There are already signs the transition could be rocky.

Some industries are on strike, others fear an avalanche of paperwork, while some retailers remain unclear about what to charge.

Textile workers have been staging protests in New Delhi and other cities in the run-up to the launch.

On Friday the Bhartiya Udyog Vyapar Mandal, a national traders’ association that claims 60 million members, called for a day-long strike to protest against the GST.

“Since August last year we have put forward our demands on GST but the government has never responded,” said Vijay Prakash Jain, the association’s national secretary general. “We told the government, either fix this, or we will strike.”

Some of its demands include a rollback of taxes on textiles and packaged grains, and a switch to quarterly filing of tax returns instead of the monthly record mandated under the GST.

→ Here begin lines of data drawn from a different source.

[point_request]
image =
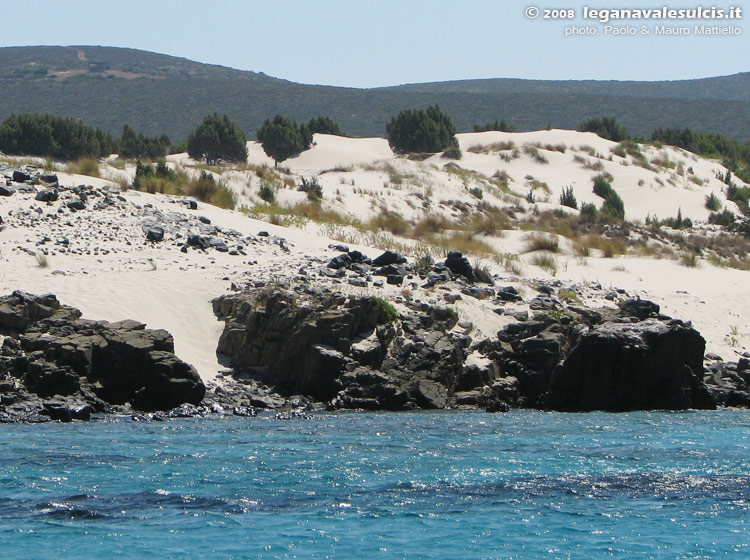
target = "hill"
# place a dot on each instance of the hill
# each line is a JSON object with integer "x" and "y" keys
{"x": 107, "y": 87}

Opposition parties said they would to boycott the launch of the GST by prime minister Narendra Modi at a special sitting of both houses of parliament at midnight on Friday.

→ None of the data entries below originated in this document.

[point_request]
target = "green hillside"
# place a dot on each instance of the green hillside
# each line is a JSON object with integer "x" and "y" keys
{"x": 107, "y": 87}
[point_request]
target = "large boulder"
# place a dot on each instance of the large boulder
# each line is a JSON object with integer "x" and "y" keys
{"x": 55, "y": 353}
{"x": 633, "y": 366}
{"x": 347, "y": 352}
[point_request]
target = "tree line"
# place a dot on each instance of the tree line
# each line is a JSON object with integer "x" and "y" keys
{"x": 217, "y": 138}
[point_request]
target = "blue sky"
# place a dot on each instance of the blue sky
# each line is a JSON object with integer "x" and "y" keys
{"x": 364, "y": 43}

The Congress party dismissed the launch event as a “publicity gimmick”, while the Rashtriya Janata Dal (RJD) said it would “boycott this mega spectacle of optical illusion”.

“Though we have been in favour of GST, we believe there are pressing concerns, particularly among the small and medium level traders and manufacturing units, which remain unaddressed,” said RJD spokesman Manoj Kumar Jha.

Bickering in parliament over the GST now means there are four tax rates — 5, 12, 18 and 28 per cent — instead of one as originally envisioned.

So-called “sin” goods like tobacco will be slapped with extra levies, while states will still be allowed to separately tax some products including alcohol, petrol and aviation fuel.

The change in the tax system triggered a shopping spree among consumers uncertain of how the cost of goods will be affected by the GST. This is because prices vary by brand and taxes varied from state to state under the old system. Refrigerators and air conditioners are among items likely to cost much more — taxed at the top rate of 28 per cent whereas the highest tax applied in any of India’s 29 states was 23 per cent.